The Beachers by MacDonaldStrand.

== Publications ==
- The House in the Middle: Photographs of Interior Design in the Nuclear Age. Edited by MacDonald. Brighton: Photoworks, 2004. ISBN 1-903796-14-8. Photographs by Danny Treacy, Paul Reas, John Kippin, Richard Billingham, Jo Broughton, Dirk Wackerfuss, Anne Hardy, John Paul Bichard, The Design Council Archive, the BBC Picture Library, the Collection of Chris Mullen, Protect and Survive and the Los Alamos National Library. Text by Althea Greenan. "Published to coincide with a Photoworks exhibition at the Towner Art Gallery, Eastbourne, in 2004." Edition of 1000 copies.
- It's Wrong to Wish on Space Hardware. Brighton: Photoworks, 2003. ISBN 978-1903796047. Edited by MacDonald, Text by Caroline Smith, photographs by Adam Broomberg and Oliver Chanarin, John Paul Bichard, Nichola Bruce, NASA, Richard Purdy, Steve Pyke, Ian Rawlinson and Joan Fontcuberta.

==Exhibitions curated by MacDonald==
- Divisive Moments, The Photographers' Gallery, London, 2017. Photographs, documents, books and tape-recordings from the archive of Lt. Colonel Wendelle C. Stevens.
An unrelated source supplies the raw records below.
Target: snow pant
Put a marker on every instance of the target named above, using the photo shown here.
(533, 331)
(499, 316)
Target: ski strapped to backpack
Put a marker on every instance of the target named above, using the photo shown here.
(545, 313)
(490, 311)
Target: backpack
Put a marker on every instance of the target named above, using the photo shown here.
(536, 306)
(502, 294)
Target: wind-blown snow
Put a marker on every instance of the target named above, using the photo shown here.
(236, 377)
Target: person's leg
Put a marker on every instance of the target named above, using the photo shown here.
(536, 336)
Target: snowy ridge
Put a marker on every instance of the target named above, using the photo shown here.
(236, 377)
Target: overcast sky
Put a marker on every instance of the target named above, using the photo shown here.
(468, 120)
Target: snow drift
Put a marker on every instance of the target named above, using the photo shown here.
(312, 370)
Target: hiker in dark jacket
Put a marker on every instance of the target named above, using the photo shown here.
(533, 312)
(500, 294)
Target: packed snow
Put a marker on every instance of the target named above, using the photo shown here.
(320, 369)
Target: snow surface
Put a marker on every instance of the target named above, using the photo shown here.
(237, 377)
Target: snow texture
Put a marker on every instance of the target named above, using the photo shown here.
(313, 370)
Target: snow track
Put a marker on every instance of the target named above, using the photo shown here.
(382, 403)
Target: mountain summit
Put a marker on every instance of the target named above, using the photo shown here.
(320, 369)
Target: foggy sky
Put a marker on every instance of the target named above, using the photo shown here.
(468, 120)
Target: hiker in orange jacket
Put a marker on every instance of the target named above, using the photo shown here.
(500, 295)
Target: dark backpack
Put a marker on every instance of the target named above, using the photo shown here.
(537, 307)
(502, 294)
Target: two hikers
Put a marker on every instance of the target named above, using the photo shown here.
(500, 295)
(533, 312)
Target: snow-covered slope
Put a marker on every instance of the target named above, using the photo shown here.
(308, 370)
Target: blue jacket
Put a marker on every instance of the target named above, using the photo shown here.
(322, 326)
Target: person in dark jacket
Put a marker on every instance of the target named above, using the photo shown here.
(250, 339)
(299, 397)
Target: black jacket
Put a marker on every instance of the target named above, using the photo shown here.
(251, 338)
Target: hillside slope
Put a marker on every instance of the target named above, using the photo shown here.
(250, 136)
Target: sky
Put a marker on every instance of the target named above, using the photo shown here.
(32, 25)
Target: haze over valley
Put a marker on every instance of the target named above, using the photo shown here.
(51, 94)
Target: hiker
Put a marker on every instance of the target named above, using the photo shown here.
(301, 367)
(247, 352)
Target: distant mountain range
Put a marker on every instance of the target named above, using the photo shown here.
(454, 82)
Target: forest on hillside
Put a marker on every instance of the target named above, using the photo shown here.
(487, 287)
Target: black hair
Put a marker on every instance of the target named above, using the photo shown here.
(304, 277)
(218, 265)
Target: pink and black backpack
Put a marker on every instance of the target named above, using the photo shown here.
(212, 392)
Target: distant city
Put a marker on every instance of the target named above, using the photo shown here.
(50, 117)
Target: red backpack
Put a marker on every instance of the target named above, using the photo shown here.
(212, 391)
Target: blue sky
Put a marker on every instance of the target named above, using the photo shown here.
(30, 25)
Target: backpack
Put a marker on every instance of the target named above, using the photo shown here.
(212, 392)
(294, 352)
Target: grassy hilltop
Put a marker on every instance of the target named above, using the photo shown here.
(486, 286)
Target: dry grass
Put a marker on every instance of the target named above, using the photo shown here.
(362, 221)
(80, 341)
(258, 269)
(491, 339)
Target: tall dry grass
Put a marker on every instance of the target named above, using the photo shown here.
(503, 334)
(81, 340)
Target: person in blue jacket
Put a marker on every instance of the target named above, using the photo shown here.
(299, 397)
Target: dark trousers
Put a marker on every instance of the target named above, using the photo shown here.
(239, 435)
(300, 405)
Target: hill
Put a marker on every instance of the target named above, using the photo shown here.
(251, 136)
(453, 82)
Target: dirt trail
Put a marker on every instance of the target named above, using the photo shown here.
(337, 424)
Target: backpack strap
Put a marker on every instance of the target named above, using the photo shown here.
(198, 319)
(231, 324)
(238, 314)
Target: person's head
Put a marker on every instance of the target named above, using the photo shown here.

- Guest curator, Krakow Photmonth, Krakow, Poland, 2017. The theme was From the Outside Looking In, with various exhibitions curated by MacDonald: We Also Dance, a group show with Phil Collins, Elaine Constantine, Denis Darzacq, Stéphane Degoutin & Gwenola Wagon, Sirkka-Liisa Konttinen, Zarina Muhammad, Morten Nilsson, Ewen Spencer, Vojtěch Veškrna, and Gillian Wearing, at the Museum of Contemporary Art in Kraków (MOCAK); The War From Here, a group show with Lisa Barnard, Nina Berman, Monica Haller, Sophie Ristelhueber, and Martha Rosler, at Bunkier; Divisive Moments, a show by MacDonald using photographs from UFO archives, at the Ethnographic Museum of Kraków; Grapevine: 1988–1992, a solo show by Susan Lipper at MOCAK; and A New Archaeology for Liban and Płaszów, a solo show by Diana Lelonek at the Ethnographic Museum.
- Tish Murtha: Works 1976 – 1991, The Photographers' Gallery, London, 2018. Co-curated with Val Williams.